Launched Dec. 6, 2024, the National Milk Testing Strategy (NMTS) was enacted across the country with 46 states now enrolled and performing surveillance of highly pathogenic avian influenza (HPAI) H5N1 through raw (unpasteurized) milk samples.

Ongoing testing and surveillance activities demonstrate the absence of HPAI in dairy cattle in 33 states.

While dairy cattle in a total of 17 states have been infected since the start of the outbreak in March 2024, APHIS has seen cases in only a handful states this year.

Two states experienced their first positive case of HPAI in dairy cattle in 2025. A case was identified in Nevada in March and in Nebraska in September.

In addition, the USDA Animal and Plant Health Inspection Service (APHIS) National Veterinary Services Laboratories (NVSL) confirmed cases of HPAI found in a dairy cow in late January in Nevada to be a new virus genotype (D1.1) of HPAI. This was the first case of genotype D1.1 in dairy as previous detections had been genotype B3.13.

The risk to the general public remains low, and there is no concern that HPAI poses a risk to the safety of the commercial milk supply.

Biosecurity is still key to mitigate the risk of disease introduction or spread between premises.

9. NWS threat returns

In May, the USDA suspended imports of live cattle, horses and bison from Mexico through southern border ports due to the resurgence of the New World screwworm (NWS). Screwworm is a parasitic fly that poses a significant threat to livestock and wildlife.

NWS had been detected as far north as Oaxaca and Veracruz, Mexico, approximately 700 miles from the U.S. border. The pest, known for causing myiasis by infesting living tissue, was previously eradicated from the U.S. in the 1980s after 30 years and extensive efforts.

A phased re-opening of ports was planned for July but ended two days later when a new case of NWS was reported approximately 160 miles northward of the current sterile fly dispersal grid, on the eastern side of the country and 370 miles south of the U.S./Mexico border.

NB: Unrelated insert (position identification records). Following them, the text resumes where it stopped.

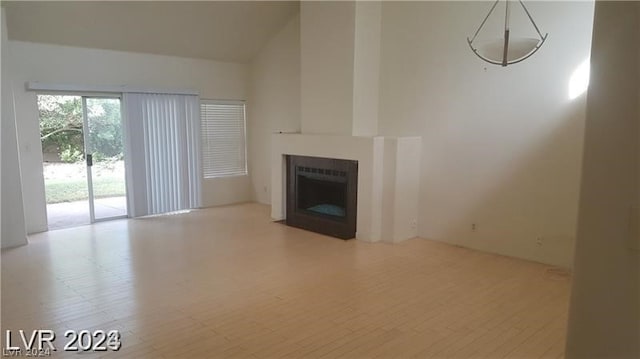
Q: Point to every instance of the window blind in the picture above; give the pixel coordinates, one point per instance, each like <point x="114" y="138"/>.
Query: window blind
<point x="223" y="138"/>
<point x="164" y="152"/>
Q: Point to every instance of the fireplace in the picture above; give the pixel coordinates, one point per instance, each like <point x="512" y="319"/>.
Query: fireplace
<point x="322" y="195"/>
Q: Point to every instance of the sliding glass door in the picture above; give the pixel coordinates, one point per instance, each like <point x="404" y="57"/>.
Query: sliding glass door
<point x="83" y="158"/>
<point x="104" y="156"/>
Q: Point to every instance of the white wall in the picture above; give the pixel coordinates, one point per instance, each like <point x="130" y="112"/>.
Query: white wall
<point x="13" y="229"/>
<point x="81" y="66"/>
<point x="501" y="146"/>
<point x="366" y="68"/>
<point x="327" y="59"/>
<point x="604" y="317"/>
<point x="274" y="102"/>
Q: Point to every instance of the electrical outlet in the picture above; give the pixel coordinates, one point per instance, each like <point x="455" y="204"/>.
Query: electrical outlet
<point x="634" y="228"/>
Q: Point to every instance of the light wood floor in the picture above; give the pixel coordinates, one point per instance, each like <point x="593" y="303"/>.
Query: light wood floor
<point x="227" y="282"/>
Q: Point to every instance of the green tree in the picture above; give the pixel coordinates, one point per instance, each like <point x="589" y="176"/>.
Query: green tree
<point x="61" y="127"/>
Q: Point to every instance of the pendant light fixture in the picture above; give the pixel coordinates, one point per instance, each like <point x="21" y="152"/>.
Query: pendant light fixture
<point x="508" y="50"/>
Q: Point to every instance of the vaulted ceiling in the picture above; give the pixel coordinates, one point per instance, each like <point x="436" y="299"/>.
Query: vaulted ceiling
<point x="217" y="30"/>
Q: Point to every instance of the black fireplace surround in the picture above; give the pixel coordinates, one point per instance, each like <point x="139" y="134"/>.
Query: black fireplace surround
<point x="322" y="195"/>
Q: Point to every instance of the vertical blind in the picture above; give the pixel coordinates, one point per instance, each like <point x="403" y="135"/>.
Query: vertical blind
<point x="164" y="145"/>
<point x="223" y="138"/>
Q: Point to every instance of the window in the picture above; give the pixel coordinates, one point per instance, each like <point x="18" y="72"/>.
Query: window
<point x="223" y="138"/>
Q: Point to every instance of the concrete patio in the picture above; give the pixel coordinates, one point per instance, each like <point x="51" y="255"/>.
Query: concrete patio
<point x="73" y="214"/>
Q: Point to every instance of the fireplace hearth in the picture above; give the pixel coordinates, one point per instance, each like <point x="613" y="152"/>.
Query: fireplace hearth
<point x="322" y="195"/>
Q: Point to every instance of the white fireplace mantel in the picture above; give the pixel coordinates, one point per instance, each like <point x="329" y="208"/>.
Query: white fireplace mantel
<point x="388" y="179"/>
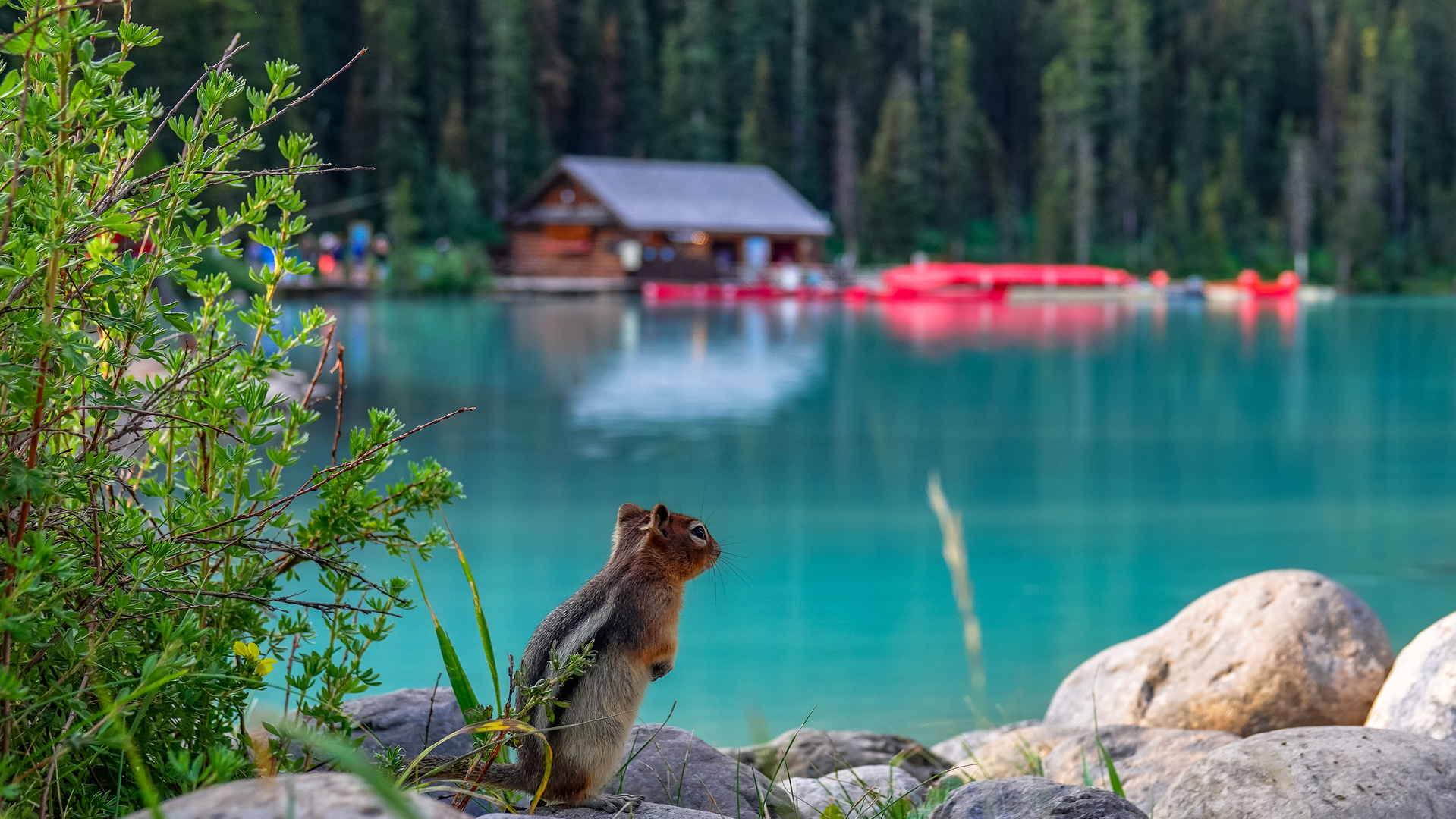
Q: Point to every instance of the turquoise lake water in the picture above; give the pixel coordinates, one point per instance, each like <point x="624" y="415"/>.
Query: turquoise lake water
<point x="1113" y="462"/>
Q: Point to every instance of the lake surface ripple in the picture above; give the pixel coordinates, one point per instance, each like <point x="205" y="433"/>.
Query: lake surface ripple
<point x="1113" y="463"/>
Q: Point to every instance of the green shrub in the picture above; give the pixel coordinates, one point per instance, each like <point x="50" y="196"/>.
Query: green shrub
<point x="147" y="530"/>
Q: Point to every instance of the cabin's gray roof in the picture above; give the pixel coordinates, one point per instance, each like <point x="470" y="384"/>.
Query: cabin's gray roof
<point x="695" y="196"/>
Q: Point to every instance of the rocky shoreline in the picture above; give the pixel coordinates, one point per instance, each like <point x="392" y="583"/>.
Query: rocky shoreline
<point x="1273" y="695"/>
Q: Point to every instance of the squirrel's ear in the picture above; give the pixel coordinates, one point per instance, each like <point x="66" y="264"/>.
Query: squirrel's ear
<point x="660" y="516"/>
<point x="628" y="511"/>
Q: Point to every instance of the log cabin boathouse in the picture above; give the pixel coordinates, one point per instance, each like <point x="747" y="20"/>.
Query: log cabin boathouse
<point x="603" y="223"/>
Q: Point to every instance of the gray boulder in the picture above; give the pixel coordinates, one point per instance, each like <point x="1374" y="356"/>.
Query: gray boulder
<point x="1012" y="752"/>
<point x="811" y="752"/>
<point x="1034" y="798"/>
<point x="1420" y="694"/>
<point x="670" y="765"/>
<point x="1276" y="649"/>
<point x="1319" y="773"/>
<point x="411" y="719"/>
<point x="1148" y="760"/>
<point x="858" y="792"/>
<point x="963" y="745"/>
<point x="293" y="796"/>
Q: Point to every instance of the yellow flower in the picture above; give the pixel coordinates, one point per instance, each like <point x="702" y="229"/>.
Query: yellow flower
<point x="250" y="652"/>
<point x="247" y="651"/>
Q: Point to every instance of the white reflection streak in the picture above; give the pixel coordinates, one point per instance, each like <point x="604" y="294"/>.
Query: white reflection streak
<point x="738" y="380"/>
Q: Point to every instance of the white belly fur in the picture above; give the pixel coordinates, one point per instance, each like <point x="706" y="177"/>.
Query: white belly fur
<point x="600" y="717"/>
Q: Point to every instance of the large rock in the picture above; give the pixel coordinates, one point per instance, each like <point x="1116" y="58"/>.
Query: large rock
<point x="411" y="719"/>
<point x="811" y="752"/>
<point x="860" y="793"/>
<point x="1034" y="798"/>
<point x="1146" y="760"/>
<point x="1319" y="773"/>
<point x="670" y="765"/>
<point x="291" y="796"/>
<point x="1277" y="649"/>
<point x="963" y="745"/>
<point x="1012" y="752"/>
<point x="1420" y="694"/>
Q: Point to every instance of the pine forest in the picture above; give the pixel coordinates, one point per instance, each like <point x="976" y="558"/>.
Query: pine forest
<point x="1194" y="136"/>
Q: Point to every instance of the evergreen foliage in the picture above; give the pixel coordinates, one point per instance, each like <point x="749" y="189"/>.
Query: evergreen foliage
<point x="1194" y="136"/>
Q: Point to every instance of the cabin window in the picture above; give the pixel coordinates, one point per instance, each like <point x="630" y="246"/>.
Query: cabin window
<point x="567" y="239"/>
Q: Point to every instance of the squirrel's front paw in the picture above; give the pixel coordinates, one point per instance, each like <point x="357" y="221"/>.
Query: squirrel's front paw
<point x="613" y="802"/>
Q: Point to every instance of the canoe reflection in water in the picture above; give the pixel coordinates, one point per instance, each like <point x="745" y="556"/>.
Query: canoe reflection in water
<point x="945" y="326"/>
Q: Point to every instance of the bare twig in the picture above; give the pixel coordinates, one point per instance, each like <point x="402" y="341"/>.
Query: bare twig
<point x="318" y="370"/>
<point x="15" y="291"/>
<point x="294" y="104"/>
<point x="267" y="603"/>
<point x="338" y="403"/>
<point x="322" y="478"/>
<point x="115" y="190"/>
<point x="190" y="421"/>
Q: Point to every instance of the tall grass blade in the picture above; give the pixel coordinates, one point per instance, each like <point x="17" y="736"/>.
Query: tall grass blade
<point x="952" y="549"/>
<point x="465" y="695"/>
<point x="480" y="620"/>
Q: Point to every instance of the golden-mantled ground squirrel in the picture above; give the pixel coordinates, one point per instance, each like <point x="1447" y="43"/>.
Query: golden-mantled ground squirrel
<point x="629" y="613"/>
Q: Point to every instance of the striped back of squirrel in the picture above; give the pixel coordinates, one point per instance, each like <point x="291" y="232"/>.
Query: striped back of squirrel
<point x="629" y="613"/>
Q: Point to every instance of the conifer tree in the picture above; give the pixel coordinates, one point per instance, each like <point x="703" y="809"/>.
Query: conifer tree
<point x="895" y="190"/>
<point x="1129" y="58"/>
<point x="759" y="125"/>
<point x="640" y="98"/>
<point x="675" y="136"/>
<point x="961" y="121"/>
<point x="1357" y="221"/>
<point x="700" y="79"/>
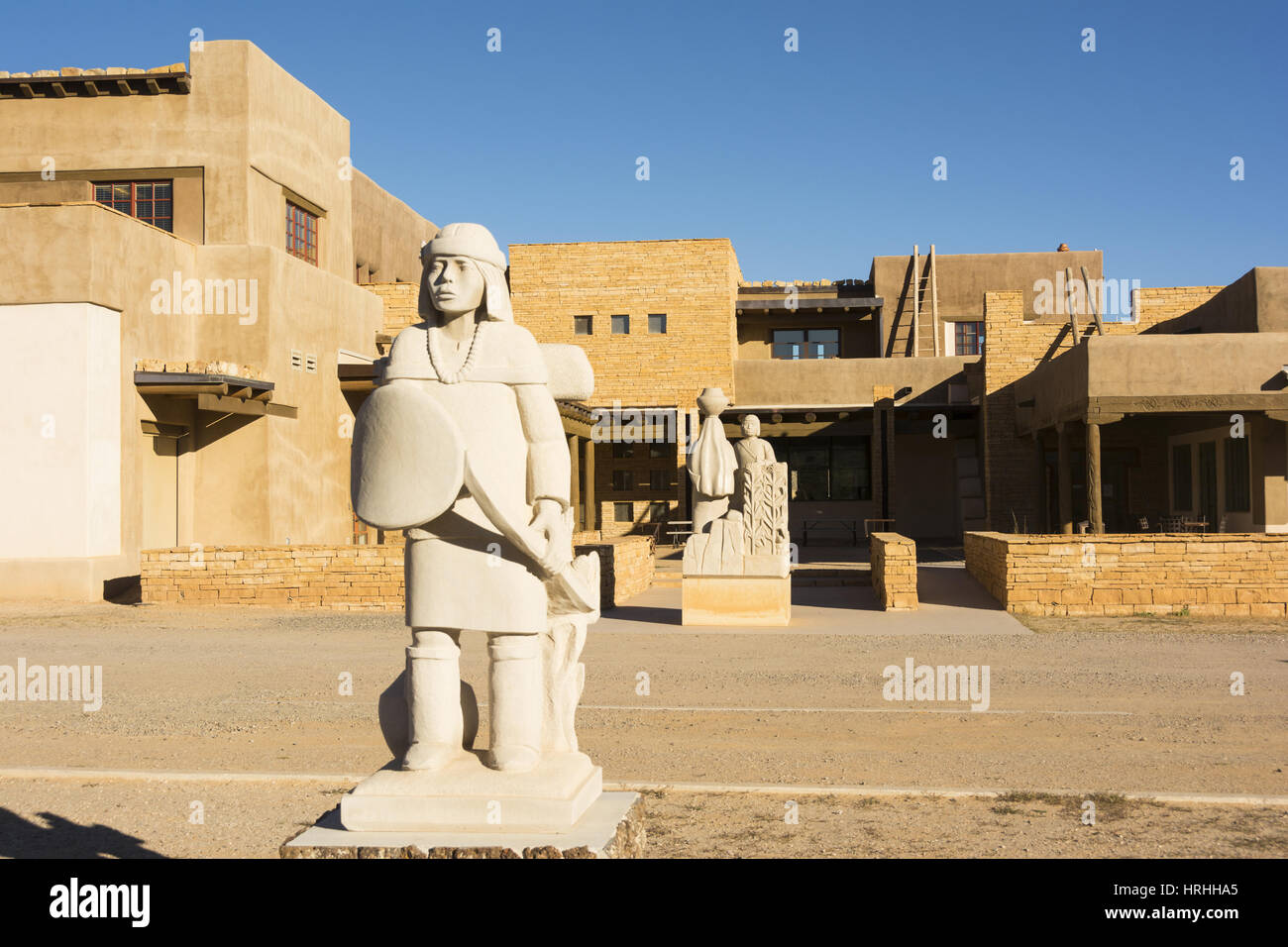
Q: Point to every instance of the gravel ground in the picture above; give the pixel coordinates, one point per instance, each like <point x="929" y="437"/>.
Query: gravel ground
<point x="1081" y="707"/>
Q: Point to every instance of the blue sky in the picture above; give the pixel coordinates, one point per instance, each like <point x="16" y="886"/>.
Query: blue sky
<point x="811" y="161"/>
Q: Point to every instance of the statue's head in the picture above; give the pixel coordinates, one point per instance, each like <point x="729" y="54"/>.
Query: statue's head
<point x="464" y="270"/>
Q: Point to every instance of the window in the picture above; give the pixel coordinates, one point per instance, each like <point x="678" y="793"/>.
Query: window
<point x="1183" y="488"/>
<point x="967" y="338"/>
<point x="1237" y="495"/>
<point x="827" y="468"/>
<point x="151" y="201"/>
<point x="301" y="234"/>
<point x="806" y="343"/>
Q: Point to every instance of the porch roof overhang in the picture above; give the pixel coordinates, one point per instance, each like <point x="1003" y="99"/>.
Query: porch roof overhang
<point x="1111" y="377"/>
<point x="224" y="394"/>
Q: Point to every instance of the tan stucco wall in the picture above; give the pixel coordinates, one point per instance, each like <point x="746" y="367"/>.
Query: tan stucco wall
<point x="262" y="480"/>
<point x="962" y="279"/>
<point x="386" y="235"/>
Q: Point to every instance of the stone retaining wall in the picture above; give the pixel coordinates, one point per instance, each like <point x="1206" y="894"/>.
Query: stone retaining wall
<point x="894" y="571"/>
<point x="349" y="578"/>
<point x="1131" y="574"/>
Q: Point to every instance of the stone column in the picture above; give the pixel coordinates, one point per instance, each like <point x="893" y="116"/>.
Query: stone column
<point x="1063" y="478"/>
<point x="1095" y="506"/>
<point x="575" y="486"/>
<point x="591" y="506"/>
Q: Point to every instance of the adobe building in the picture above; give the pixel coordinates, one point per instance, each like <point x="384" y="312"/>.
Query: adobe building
<point x="181" y="252"/>
<point x="939" y="395"/>
<point x="200" y="289"/>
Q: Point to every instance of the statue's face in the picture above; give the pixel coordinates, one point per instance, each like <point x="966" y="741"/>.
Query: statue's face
<point x="455" y="285"/>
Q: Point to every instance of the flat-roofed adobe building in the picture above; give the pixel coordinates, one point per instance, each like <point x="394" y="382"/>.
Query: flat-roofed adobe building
<point x="181" y="250"/>
<point x="926" y="394"/>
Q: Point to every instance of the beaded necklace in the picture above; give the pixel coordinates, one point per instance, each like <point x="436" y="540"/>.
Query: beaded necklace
<point x="436" y="360"/>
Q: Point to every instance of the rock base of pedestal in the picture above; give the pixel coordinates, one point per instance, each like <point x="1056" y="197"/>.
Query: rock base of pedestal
<point x="612" y="827"/>
<point x="735" y="600"/>
<point x="468" y="796"/>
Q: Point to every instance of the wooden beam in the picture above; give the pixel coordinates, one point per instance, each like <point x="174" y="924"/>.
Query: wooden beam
<point x="1095" y="315"/>
<point x="915" y="295"/>
<point x="1064" y="483"/>
<point x="1095" y="501"/>
<point x="1068" y="304"/>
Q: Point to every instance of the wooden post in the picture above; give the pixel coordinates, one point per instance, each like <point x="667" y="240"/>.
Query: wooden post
<point x="1068" y="304"/>
<point x="1043" y="506"/>
<point x="1095" y="309"/>
<point x="1063" y="479"/>
<point x="589" y="467"/>
<point x="1095" y="506"/>
<point x="575" y="486"/>
<point x="934" y="302"/>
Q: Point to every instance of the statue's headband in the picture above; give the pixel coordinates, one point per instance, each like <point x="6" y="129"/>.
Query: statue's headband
<point x="465" y="240"/>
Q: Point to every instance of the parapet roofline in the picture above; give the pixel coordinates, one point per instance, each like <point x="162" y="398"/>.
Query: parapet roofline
<point x="58" y="84"/>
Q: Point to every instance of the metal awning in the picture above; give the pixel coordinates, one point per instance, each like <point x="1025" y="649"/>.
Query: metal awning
<point x="226" y="394"/>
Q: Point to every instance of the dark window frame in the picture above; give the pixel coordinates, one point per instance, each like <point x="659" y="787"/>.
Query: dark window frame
<point x="132" y="201"/>
<point x="301" y="232"/>
<point x="805" y="343"/>
<point x="1183" y="475"/>
<point x="967" y="338"/>
<point x="1237" y="475"/>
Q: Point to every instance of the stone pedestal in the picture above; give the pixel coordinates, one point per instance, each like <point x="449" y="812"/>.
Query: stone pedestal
<point x="612" y="827"/>
<point x="467" y="796"/>
<point x="737" y="600"/>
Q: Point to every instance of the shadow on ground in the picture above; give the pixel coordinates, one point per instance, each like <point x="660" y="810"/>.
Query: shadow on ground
<point x="60" y="838"/>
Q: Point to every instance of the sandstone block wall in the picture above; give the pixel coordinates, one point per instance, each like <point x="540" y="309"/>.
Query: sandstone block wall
<point x="348" y="578"/>
<point x="1243" y="575"/>
<point x="894" y="571"/>
<point x="694" y="281"/>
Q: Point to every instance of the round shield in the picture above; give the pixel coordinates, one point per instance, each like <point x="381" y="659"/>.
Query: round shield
<point x="408" y="458"/>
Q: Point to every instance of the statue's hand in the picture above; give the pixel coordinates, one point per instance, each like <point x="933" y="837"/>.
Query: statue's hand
<point x="549" y="522"/>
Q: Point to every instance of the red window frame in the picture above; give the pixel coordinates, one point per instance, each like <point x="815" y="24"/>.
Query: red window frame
<point x="150" y="201"/>
<point x="969" y="338"/>
<point x="301" y="234"/>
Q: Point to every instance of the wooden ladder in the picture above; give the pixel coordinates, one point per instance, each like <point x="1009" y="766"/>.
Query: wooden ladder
<point x="923" y="283"/>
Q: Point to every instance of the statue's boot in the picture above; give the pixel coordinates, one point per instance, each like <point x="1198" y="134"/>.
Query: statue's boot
<point x="514" y="698"/>
<point x="434" y="701"/>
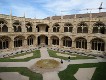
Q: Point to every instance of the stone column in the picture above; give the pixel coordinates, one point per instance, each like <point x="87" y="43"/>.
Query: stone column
<point x="60" y="43"/>
<point x="24" y="29"/>
<point x="36" y="41"/>
<point x="11" y="44"/>
<point x="49" y="42"/>
<point x="88" y="46"/>
<point x="34" y="28"/>
<point x="105" y="46"/>
<point x="25" y="43"/>
<point x="73" y="44"/>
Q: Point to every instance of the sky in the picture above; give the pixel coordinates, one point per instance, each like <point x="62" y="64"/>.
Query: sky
<point x="45" y="8"/>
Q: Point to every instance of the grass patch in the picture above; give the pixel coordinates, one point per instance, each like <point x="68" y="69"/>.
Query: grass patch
<point x="36" y="54"/>
<point x="99" y="74"/>
<point x="23" y="71"/>
<point x="53" y="54"/>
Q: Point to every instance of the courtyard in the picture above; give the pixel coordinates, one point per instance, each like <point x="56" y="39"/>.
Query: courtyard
<point x="79" y="67"/>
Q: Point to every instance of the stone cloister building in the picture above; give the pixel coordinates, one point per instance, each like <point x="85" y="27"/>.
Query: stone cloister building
<point x="86" y="32"/>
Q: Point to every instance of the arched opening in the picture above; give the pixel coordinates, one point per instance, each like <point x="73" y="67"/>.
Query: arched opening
<point x="56" y="27"/>
<point x="82" y="28"/>
<point x="29" y="27"/>
<point x="4" y="42"/>
<point x="3" y="26"/>
<point x="68" y="27"/>
<point x="18" y="41"/>
<point x="30" y="40"/>
<point x="79" y="30"/>
<point x="55" y="40"/>
<point x="81" y="43"/>
<point x="42" y="40"/>
<point x="98" y="44"/>
<point x="99" y="27"/>
<point x="42" y="28"/>
<point x="67" y="42"/>
<point x="17" y="26"/>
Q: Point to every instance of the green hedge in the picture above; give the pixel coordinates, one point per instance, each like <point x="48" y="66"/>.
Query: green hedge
<point x="35" y="55"/>
<point x="53" y="54"/>
<point x="23" y="71"/>
<point x="99" y="74"/>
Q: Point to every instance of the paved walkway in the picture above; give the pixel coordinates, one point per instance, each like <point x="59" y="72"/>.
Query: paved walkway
<point x="51" y="75"/>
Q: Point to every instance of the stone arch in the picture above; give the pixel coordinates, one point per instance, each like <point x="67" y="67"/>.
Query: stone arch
<point x="3" y="25"/>
<point x="67" y="41"/>
<point x="98" y="44"/>
<point x="29" y="27"/>
<point x="42" y="40"/>
<point x="81" y="42"/>
<point x="82" y="28"/>
<point x="4" y="42"/>
<point x="30" y="40"/>
<point x="18" y="41"/>
<point x="56" y="27"/>
<point x="42" y="27"/>
<point x="68" y="27"/>
<point x="17" y="26"/>
<point x="99" y="27"/>
<point x="55" y="40"/>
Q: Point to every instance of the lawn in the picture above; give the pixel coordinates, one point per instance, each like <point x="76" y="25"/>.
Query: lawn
<point x="53" y="54"/>
<point x="99" y="74"/>
<point x="35" y="55"/>
<point x="23" y="71"/>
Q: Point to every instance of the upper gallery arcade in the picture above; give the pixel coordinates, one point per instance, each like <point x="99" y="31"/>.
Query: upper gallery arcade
<point x="77" y="32"/>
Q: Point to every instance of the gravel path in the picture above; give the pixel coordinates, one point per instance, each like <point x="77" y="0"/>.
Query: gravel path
<point x="51" y="75"/>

Then, in September, another case of NWS was confirmed in Sabinas Hidalgo, located in the state of Nuevo León, less than 70 miles from the U.S.-Mexico border. Preliminary reports indicated the affected animal had recently been moved to a certified feedlot in Nuevo León from a region in southern Mexico with known active NWS cases.

Protecting the U.S. from NWS became a top priority and the USDA enacted a five-pronged plan in June. As part of the plan, the USDA and Mexico have been actively monitoring nearly 8,000 traps across Texas, Arizona and New Mexico. Since July, more than 13,000 screening samples have been submitted, with no NWS flies detected.

In addition, Mexico has begun renovations of its sterile fruit fly facility in Metapa, where the USDA invested $21 million toward the project. In the U.S., the USDA launched an $8.5 million sterile NWS fly dispersal facility in south Texas.

10. Whole milk tries again

In the previous Congress, the Whole Milk for Healthy Kids Act received overwhelmingly bipartisan support with 134 co-sponsors. It was passed by the House of Representatives 330-99 in December 2023, but the Senate did not take up the legislation before the 118th Congress adjourned.

Trying again, the The Whole Milk for Healthy Kids Act of 2025 (H.R.649), which would provide schools the opportunity to serve nutritious whole and 2% milk, was introduced and referred to the House Committee on Education and Workforce. It was approved with a strong, bipartisan vote of 24-10 in February. The Senate ag committee passed its version (S.222) in June.

Later in the year, the Make America Healthy Again (MAHA) Commission released its Make Our Children Healthy Again Strategy, which included restoring whole milk in schools.

On Nov. 20, the U.S. Senate approved the Whole Milk for Healthy Kids Act of 2025 (S.222) by unanimous consent. The bill then moved to the House of Representatives for consideration, and if approved, would head to the President to become law. At press deadline, this was expected to occur just after Thanksgiving.